There’s an old Righteous Brothers song with the lyrics “If there’s a rock and roll heaven, well you know they’ve got a hell of a band.” Well, we can say the same about baseball, because the Big Ballpark In The Sky gained a helluva team last year. Included among the legends leaving our mortal coil were Bob Gibson, Tom Seaver, Whitey Ford and Phil Niekro, and how would you like to go into a World Series with those four as your starting rotation? Backing them up would be an infield of Bob Watson at first, Joe Morgan at second, Tony Fernandez at shortstop and Dick Allen at third, with Al Kaline, Lou Brock and Claudell Washington patrolling the outfield. The only position the Grim Reaper didn’t tap on the shoulder was catcher.

Bo Levi Mitchell

Canadian Football League outfits are busy getting signatures on contracts for a 2021 season, and that’s good news. The not-so-good news is that nobody has explained how Rouge Football works without people in the pews. As you know, commish Randy Ambrosie went panhandling on Parliament Hill last year, hoping for a pogey cheque to cover the costs of an abbreviated season, but the CFL fell off the grid when Trudeau the Younger and the feds rejected the beg. So how can it be doable this year? Even with a COVID vaccine available, head counts will be limited. Every skirmish will look like a Toronto Argos home game. And what’s left of rainy day funds can’t possibly cover operating costs of a full season, especially for community-run franchises like our Winnipeg Blue Bombers. Some players across the dominion have rejigged their contracts, but where’s the revenue to pay Bo Levi Mitchell $541,000, Mike Reilly $525,000 and Cody Fajardo $405,000, to name just three high-salaried quarterbacks?

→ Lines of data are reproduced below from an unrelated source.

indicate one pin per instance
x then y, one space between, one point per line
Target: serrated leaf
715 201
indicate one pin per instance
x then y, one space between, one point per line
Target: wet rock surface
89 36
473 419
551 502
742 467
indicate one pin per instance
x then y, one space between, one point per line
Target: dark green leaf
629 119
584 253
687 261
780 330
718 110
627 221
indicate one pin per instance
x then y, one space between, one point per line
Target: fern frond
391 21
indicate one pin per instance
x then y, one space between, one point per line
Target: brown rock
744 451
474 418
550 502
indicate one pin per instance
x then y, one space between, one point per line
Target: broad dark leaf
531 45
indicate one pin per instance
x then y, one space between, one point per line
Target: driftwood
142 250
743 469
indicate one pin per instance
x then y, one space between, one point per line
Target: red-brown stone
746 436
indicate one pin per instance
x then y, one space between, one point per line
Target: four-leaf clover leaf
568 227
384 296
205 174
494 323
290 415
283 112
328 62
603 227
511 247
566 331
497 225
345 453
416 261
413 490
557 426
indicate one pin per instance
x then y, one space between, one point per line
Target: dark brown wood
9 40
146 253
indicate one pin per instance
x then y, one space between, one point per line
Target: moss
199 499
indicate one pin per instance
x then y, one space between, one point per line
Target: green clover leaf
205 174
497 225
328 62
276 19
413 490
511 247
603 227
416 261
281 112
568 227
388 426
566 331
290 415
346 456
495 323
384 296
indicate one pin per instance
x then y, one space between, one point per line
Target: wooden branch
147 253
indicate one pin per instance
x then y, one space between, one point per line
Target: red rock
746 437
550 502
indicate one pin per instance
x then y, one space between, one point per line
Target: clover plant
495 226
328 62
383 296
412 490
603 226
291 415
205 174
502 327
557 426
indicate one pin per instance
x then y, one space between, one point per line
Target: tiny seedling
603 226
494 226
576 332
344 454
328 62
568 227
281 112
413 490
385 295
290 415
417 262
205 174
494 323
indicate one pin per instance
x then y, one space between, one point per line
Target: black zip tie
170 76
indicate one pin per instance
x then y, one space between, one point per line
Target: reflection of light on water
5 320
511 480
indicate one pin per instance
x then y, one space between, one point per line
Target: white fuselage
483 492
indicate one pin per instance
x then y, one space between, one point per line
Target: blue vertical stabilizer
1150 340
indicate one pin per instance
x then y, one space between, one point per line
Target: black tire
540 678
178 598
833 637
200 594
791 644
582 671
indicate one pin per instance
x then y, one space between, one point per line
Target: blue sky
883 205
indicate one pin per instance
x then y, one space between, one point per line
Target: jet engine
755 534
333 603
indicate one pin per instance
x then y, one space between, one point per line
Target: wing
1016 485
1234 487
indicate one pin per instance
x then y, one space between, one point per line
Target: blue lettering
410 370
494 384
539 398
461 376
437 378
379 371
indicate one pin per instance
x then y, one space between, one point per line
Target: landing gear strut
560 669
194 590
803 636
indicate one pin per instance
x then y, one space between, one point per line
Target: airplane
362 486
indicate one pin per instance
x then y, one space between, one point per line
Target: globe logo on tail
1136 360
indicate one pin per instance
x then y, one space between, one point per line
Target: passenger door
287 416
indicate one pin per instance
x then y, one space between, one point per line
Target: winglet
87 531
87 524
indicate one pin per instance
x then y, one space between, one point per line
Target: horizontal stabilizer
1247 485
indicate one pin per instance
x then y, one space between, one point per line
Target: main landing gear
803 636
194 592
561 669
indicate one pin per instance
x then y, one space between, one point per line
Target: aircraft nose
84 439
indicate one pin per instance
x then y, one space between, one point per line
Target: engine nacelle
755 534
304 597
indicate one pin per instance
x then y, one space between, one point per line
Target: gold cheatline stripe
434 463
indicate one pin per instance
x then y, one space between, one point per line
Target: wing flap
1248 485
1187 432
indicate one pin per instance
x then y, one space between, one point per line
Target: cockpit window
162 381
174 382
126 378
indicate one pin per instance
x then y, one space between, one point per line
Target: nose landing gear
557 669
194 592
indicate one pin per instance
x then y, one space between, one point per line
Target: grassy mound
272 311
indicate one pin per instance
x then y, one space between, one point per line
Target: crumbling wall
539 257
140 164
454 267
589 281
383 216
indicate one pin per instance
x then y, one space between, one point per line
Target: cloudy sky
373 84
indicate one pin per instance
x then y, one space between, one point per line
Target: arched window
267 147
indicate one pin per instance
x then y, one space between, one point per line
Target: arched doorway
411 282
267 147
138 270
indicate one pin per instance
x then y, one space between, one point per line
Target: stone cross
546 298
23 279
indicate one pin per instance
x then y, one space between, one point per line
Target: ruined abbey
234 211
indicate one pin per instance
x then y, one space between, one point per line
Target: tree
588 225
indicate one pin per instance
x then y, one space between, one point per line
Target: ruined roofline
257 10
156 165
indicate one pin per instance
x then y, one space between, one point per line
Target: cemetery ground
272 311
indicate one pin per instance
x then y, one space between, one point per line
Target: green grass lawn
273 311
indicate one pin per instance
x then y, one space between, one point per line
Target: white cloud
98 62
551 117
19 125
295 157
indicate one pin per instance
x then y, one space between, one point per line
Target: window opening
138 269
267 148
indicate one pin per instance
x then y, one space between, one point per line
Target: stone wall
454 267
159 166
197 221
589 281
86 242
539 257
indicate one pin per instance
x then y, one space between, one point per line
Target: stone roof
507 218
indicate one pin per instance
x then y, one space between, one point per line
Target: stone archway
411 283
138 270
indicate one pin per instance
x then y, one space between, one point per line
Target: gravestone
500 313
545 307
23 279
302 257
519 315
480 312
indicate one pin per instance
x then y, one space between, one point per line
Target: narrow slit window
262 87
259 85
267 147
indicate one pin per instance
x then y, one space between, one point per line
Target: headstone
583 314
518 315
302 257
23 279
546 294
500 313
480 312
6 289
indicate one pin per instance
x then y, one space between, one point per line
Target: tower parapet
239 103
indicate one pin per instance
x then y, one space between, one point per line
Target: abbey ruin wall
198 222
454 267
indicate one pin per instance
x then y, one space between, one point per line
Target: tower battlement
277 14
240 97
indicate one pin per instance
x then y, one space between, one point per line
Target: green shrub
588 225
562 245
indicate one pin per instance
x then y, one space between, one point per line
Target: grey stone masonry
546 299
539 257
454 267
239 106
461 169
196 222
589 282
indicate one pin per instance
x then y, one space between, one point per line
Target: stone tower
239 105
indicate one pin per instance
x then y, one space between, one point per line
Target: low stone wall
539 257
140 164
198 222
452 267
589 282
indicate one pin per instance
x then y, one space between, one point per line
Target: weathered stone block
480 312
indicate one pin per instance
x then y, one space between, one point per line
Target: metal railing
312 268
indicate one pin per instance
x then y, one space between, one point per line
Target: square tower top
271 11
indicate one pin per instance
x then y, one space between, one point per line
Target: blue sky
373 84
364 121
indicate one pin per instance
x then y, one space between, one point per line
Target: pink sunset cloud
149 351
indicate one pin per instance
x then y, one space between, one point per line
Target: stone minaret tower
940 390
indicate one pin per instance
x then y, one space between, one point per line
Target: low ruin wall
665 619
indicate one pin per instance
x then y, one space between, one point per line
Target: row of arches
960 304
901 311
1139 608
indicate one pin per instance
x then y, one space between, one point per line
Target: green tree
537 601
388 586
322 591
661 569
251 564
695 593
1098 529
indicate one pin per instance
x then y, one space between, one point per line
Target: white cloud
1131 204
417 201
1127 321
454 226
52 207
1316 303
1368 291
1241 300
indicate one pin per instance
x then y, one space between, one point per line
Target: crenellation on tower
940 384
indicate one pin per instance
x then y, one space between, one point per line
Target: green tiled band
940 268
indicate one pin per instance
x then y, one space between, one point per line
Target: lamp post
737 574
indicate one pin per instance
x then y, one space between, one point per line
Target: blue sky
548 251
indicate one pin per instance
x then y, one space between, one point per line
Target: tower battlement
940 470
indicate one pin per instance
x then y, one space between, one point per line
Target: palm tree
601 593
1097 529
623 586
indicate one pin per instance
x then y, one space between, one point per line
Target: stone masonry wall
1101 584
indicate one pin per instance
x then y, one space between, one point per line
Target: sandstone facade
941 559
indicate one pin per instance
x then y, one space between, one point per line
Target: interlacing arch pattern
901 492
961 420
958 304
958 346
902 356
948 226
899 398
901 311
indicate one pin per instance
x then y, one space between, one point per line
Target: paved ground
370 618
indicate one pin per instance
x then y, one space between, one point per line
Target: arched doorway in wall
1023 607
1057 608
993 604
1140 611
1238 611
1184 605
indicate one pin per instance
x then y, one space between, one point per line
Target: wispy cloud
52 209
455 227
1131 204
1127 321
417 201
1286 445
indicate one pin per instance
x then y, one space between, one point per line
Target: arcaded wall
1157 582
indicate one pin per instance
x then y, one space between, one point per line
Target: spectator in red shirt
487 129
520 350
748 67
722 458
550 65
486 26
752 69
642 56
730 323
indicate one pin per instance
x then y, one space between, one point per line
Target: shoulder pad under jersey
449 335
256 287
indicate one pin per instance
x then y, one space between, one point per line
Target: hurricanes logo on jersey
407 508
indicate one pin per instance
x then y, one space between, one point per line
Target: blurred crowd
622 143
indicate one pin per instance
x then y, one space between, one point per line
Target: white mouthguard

Count me as shocked when I called up the Winnipeg Sun this morning to see an article about girls high school volleyball on the sports front. The tabloid doesn’t do local, other than the pro teams and curling. It doesn’t do women’s sports. So it was a pleasant surprise. Having said that, the Drab Slab continues to wallop the Sun in female sports coverage. Here are the numbers for exclusively female content in the 30 publishing days of December:

Free Press
Sports front: 7
Articles/briefs: 32/11
Days with female sports coverage: 27 of 30.

Sun
Sports front: 1
Articles/briefs: 8/2 (plus one sentence on Sarah Fuller)
Days with female sports coverage: 10 of 30.

And finally, I keep reading and hearing people write and say if 2020 has taught us anything it’s to be kind to one another. Seriously? You needed a killer pandemic to learn that?